A number of parents and colleagues have said to me that this term feels more genuinely ‘normal’ than any yet since the dread days of Spring 2020, and it is true: no tests or limitations, and a real feeling of picking up threads again. So, within one 24-hour period just before the Bank Holiday, I was privileged to see the CCF Inspection, hear our choristers singing The Armed Man at the Fairfield Halls and watch some of the two dozen (yes) cricket fixtures on a glorious Saturday morning. I even managed to post an action shot, though I will never win Sports Photographer of the Year. Ever.

Though they are three very different forms of activity, they have of course much in common. Teamwork isn’t the preserve of sport: singing in an ensemble as the boys did on Friday evening demands discipline, careful listening and working together, especially when you are singing with professionals (in this case the London Mozart Players). There is of course music in the CCF too – the fantastic Corps of Drums, whose new recruits have spoken of their enthusiasm to try new challenges under student leadership (the Drum Major is U6 prefect Ed Wilkes). And cricket, like all sports (but perhaps more poignantly) teaches life lessons of patience and of the ups and downs of life. In the 1st XI game this weekend, Arjun Gill scored a splendid century, but it was the sight of juniors on Puntabout, the splendid U13 v U12 game and several other tight battles around the site which gave me as much pleasure.

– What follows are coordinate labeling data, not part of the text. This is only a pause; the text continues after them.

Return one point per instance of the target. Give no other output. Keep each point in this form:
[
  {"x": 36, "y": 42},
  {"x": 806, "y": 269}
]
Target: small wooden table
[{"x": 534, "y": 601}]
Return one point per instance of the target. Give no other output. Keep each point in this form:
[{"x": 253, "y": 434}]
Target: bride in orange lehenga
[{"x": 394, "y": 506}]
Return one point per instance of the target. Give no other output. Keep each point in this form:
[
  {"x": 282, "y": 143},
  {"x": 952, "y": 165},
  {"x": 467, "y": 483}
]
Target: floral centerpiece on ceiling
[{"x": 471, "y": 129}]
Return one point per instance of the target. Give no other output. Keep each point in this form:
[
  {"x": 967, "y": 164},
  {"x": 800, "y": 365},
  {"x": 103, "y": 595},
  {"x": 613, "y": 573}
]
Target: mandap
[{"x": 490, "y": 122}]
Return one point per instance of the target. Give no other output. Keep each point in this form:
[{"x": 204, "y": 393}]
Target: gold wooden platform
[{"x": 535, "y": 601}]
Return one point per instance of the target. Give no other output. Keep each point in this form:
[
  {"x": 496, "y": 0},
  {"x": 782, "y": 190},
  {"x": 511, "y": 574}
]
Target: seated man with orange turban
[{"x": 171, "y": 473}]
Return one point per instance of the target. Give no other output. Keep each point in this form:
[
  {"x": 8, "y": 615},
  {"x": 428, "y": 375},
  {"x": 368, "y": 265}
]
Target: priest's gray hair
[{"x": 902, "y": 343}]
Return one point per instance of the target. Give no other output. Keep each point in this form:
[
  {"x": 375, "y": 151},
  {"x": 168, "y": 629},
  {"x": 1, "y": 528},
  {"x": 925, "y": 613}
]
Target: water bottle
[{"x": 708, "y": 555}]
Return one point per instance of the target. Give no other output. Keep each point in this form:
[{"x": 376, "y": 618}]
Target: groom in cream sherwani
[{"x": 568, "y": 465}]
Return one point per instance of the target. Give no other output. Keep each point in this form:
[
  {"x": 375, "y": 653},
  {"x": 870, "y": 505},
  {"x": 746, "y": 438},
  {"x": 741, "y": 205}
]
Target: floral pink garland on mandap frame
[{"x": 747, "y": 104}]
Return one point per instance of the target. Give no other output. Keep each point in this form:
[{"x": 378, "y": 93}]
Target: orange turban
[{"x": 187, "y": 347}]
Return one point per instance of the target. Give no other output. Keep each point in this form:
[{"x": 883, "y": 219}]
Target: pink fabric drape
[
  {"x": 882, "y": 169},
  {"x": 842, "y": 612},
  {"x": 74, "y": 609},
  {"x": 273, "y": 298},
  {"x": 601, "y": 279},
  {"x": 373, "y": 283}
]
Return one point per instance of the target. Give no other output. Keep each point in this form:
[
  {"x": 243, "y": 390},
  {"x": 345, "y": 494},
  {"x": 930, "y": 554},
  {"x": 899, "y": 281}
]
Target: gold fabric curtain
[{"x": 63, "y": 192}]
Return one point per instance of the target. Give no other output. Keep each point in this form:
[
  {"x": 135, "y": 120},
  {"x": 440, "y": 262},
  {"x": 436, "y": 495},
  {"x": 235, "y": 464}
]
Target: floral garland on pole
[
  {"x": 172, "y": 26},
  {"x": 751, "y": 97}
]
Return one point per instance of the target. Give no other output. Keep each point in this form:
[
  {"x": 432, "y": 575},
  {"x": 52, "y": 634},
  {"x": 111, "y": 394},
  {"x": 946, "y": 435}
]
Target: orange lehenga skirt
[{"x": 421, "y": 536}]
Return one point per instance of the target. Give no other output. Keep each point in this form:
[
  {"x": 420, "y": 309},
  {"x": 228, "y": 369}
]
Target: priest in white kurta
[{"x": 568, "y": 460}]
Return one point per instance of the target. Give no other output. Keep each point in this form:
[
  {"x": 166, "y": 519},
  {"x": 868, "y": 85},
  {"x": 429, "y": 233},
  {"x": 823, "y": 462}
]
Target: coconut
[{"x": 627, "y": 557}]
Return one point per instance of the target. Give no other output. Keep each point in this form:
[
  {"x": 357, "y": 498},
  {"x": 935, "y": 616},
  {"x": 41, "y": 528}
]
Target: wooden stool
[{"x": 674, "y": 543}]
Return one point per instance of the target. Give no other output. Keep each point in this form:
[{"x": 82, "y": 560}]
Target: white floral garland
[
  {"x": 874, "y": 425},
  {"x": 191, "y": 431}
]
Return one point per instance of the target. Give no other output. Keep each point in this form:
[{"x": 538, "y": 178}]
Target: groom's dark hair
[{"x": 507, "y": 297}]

Because of course the reasons we do these activities are the same too: because we enjoy them, of course; because they occupy and amuse; because, too, they develop relationships. Not just team spirit (though they do, all of these activities), but what others are good at (or not), how we respond to success and failure and how we get better; how we listen and live together.

Years ago I spent a year in a French school, where teachers and students only do the academic – hobbies are for local clubs. They could never understand it when I described how UK schools do activities. Personally, though I know I and we are privileged and have the space and the time, I can’t understand why everybody doesn’t.